MarioSabino

O médico e o monstro

13.03.20

Eu estava almoçando no domingo passado, quando recebi de uma fonte do Judiciário a sentença condenatória que confirmava que a transexual Suzy, entrevistada uma semana antes por Drauzio Varella no Fantástico, da Rede Globo, havia cometido um crime terrível, em 2010: raptado, estuprado e estrangulado um menino de 9 anos, em São Paulo. Como se não fosse suficiente, ela havia deixado o corpo da criança putrefando na sua sala, durante dois dias, até depositá-lo à porta da casa da família desesperada. Embasados pelo documento, publicamos a notícia em O Antagonista e não demorou para que se tornasse uma das mais lidas e comentadas da história do site. Para se ter ideia, foi mais lida do que a da soltura de Lula, no ano passado.
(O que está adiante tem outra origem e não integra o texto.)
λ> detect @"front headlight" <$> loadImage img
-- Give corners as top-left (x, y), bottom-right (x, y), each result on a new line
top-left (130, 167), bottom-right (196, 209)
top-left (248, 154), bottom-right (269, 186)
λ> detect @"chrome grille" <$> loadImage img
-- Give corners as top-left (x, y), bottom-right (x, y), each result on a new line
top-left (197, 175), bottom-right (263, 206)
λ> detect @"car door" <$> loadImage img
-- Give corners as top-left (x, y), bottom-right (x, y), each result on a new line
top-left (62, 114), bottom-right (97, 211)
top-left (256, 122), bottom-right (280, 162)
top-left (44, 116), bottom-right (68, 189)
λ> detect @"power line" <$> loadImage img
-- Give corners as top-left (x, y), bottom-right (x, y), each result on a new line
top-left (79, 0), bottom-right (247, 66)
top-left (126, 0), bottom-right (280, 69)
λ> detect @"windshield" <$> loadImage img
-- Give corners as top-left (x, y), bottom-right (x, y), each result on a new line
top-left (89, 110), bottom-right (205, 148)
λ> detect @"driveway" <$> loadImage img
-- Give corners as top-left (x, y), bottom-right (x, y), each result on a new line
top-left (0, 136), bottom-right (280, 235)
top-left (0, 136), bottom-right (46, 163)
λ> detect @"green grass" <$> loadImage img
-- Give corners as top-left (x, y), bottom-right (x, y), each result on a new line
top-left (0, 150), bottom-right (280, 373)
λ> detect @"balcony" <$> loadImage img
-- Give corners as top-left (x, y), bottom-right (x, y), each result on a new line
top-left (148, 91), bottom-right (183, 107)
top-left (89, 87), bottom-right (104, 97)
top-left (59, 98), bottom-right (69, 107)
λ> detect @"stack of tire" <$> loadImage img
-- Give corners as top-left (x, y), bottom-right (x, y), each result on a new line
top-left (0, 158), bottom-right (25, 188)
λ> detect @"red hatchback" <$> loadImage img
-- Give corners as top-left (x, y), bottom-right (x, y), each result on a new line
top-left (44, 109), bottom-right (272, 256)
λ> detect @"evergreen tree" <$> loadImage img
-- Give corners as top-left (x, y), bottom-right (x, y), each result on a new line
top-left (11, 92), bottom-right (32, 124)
Compreende-se: Suzy não foi apenas entrevistada num dos programas mais tradicionais e de maior audiência da TV brasileira. Ela também foi abraçada por Drauzio Varella, que se compadeceu da solidão de Suzy. A condenada apareceu no Fantástico como personagem de uma reportagem sobre o tratamento dispensado a transexuais nas prisões nacionais. O abraço em Suzy viralizou nas redes sociais, como exemplo de bondade politicamente correta. A condenada recebeu mais de duas centenas de cartas de solidariedade, e uma vaquinha foi organizada para ajudá-la. Os telespectadores, contudo, só souberam do crime cometido por Suzy no domingo seguinte.

Um vendaval de indignação varreu as redes sociais. Muita gente se sentiu lograda por ter sido levada a manifestar solidariedade a quem foi definido como um monstro. A coisa adquiriu tal vulto que Drauzio Varella divulgou uma nota curta, na qual afirmava: “Há mais de 30 anos, frequento presídios, onde trato da saúde de detentos e detentas. Em todos os lugares em que pratico a Medicina, seja no meu consultório ou nas penitenciárias, não pergunto sobre o que meus pacientes possam ter feito de errado. Sigo essa conduta para que meu julgamento pessoal não me impeça de cumprir o juramento que fiz ao me tornar médico. No meu trabalho na televisão, sigo os mesmos princípios. No caso da reportagem veiculada pelo Fantástico na semana passada, não perguntei nada a respeito dos delitos cometidos pelas entrevistadas. Sou médico, não juiz.”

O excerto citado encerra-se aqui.